In response, the practice submitted amendments to the application in February which reversed a previous attempt to infill the building’s colonnades.
The City of London Corporation planning and transportation committee last week voted to approve the revised scheme in line with the recommendation of planning officers.
A report by officers said: ‘The proposal would not be detrimental to the building or to the character or appearance of the conservation area.’
The amendments to the scheme have placated a number of the opponents to the original development, a number of which have now withdrawn their objections.
In a submission to the corporation, Siggi Wernik, former associate partner at Stirling Wilford & Associates, said: ‘James Stirling always recognised that his buildings should adapt to meet modern requirements.
‘Although I am sure he would not have made proposals as shown in the revised application I am confident that the significant elements of the Stirling design will remain intact.
‘I can therefore withdraw my objection and ask only that you make the necessary provisions in your approval to make sure that the materials and detailing of any interventions match the original design.’
Others withdrawing objections in response to the amendments include Darren Stewart Capel, the former site architect for No1 Poultry.
However, he said that a significant difficulty in achieving the proposed alterations would be sourcing stone for the distinctive pink and yellow facades.
He said: ‘The principle stones are Wilderness Red from the New Forest in England and Helidon from Australia.
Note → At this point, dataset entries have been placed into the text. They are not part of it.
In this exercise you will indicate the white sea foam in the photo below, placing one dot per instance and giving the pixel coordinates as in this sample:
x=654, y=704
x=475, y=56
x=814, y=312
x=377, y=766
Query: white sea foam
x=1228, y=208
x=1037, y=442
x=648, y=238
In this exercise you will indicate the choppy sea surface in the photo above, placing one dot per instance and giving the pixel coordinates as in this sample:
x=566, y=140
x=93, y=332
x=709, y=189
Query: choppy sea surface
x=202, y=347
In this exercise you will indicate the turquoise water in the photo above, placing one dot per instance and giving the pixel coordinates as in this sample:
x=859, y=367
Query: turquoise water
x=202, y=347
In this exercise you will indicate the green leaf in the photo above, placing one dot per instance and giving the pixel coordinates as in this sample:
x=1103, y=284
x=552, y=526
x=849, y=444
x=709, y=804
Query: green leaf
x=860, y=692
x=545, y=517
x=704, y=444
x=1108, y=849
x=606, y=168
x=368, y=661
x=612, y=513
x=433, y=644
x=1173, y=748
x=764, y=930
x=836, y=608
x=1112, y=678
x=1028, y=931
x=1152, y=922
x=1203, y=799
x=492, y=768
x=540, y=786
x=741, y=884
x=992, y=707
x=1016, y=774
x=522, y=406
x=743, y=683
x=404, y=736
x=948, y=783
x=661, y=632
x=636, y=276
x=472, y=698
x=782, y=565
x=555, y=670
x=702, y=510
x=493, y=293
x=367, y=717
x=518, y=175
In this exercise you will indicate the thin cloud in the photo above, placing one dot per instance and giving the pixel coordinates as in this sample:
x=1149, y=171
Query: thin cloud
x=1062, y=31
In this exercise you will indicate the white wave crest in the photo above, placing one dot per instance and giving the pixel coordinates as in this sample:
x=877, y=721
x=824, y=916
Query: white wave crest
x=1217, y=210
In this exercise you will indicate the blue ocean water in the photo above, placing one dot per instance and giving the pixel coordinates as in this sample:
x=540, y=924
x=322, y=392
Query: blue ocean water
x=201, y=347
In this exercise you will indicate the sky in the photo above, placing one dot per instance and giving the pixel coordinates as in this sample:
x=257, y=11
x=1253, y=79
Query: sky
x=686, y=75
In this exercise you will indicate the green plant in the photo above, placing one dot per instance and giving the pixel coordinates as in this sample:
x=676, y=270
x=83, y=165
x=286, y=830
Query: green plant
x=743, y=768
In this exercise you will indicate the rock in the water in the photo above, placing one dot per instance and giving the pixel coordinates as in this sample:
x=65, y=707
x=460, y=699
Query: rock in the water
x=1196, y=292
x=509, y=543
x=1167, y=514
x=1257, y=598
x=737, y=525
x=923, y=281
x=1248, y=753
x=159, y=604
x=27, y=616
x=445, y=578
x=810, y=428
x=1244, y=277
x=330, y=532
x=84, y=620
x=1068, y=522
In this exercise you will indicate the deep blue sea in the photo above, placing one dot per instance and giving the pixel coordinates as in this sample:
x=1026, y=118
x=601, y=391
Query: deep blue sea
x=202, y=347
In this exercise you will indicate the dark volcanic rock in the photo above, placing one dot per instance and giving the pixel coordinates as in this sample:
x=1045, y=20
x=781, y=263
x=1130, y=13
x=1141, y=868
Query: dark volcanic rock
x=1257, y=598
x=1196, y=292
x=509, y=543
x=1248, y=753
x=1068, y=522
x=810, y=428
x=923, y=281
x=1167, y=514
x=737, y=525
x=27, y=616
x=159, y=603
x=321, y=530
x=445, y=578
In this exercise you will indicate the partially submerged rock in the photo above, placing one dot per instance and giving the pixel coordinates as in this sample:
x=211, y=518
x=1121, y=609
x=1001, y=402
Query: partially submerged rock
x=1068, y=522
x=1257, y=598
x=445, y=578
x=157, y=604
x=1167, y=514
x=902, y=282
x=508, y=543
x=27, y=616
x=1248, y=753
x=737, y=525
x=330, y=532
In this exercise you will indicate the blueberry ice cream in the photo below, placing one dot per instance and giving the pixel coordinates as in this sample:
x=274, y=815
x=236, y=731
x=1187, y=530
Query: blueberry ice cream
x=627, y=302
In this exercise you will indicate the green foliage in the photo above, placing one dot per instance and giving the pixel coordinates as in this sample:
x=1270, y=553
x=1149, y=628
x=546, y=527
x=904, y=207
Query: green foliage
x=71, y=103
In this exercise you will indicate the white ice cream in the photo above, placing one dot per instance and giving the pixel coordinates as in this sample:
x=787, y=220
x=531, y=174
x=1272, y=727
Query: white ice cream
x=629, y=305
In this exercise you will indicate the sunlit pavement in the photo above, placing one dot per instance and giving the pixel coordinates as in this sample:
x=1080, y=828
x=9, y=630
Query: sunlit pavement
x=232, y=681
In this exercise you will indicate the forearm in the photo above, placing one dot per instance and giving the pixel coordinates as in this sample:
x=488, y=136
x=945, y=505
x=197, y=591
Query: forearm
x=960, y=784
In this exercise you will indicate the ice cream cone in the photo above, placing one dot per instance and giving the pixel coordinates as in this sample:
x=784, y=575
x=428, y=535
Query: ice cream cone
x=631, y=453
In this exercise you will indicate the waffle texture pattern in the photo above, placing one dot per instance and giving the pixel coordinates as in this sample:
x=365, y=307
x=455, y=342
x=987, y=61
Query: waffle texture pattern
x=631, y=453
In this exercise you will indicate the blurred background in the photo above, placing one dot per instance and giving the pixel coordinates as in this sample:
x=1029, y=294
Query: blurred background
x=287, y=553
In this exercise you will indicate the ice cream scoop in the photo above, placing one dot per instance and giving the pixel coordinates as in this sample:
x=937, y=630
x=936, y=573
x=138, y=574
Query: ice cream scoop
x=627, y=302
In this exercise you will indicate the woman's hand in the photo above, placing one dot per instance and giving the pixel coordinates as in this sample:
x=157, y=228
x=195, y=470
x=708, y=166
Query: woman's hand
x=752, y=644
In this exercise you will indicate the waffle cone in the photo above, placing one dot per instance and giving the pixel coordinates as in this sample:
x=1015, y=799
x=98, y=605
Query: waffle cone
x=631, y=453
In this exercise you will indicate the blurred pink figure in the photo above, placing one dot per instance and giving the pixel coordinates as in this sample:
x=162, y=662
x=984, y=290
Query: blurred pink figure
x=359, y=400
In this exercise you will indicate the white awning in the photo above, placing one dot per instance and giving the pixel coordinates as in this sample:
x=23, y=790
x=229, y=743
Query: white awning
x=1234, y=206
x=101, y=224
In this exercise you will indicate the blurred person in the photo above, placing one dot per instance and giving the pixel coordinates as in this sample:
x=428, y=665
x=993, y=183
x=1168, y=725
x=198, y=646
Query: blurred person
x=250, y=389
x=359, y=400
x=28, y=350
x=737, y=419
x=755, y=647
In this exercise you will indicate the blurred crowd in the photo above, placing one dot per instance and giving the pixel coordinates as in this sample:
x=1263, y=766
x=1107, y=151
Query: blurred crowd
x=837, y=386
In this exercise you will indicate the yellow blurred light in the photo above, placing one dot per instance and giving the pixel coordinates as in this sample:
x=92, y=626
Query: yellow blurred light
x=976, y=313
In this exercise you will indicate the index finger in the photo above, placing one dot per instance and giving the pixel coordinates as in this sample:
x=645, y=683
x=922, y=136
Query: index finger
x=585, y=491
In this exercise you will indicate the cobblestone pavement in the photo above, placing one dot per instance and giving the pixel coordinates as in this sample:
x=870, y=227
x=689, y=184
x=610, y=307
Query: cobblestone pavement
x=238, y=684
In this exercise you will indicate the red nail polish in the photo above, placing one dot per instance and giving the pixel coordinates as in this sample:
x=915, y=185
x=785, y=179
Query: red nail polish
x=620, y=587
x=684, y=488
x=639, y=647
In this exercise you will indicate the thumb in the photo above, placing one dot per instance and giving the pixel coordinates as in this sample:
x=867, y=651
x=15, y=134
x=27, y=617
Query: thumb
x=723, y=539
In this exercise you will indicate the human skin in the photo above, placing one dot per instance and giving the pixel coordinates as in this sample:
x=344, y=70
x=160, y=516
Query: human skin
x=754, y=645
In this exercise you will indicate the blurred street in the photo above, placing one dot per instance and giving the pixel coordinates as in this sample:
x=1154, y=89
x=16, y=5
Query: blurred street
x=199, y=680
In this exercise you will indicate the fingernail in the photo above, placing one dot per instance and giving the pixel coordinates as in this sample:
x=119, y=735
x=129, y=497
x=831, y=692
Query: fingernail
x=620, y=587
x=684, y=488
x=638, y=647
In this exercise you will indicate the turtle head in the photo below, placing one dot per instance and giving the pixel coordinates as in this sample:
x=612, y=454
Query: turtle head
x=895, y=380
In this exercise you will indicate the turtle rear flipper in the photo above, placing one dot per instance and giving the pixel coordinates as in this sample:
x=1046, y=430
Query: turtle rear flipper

Sourcing both stones may be problematic:
‘Wilderness Red was quarried from a small quarry that was effectively exhausted at the time of the construction of No1 Poultry.
‘Helidon Sandstone is quarried from a large quarry in Australia but even the carefully preselected blocs were disappointingly inconsistent in their characteristic figuring and to achieve a uniform yet dynamic façade with this stone was exceptionally difficult.’
Others have reiterated their opposition to the changes, including Foster and Piers Gough.
In a letter to planners, Gough said: ‘If it were any other type of work of art by an artist of this stature - which could not anyway receive the protection of listing - the world would still rightly be horrified by such an attempt to alter it. Overpainting works by Francis Bacon. Hacking off pieces of an Epstein sculpture.
‘Should someone bowderlerise a play or alter a concerto it may be regrettable but it does not destroy the original. In this case it does and the original will cease to exist.’
In December, culture secretary Ed Vaizey rejected a recommendation by watchdog Historic England to list the building, a decision which is currently being challenged by the 20th Century Society.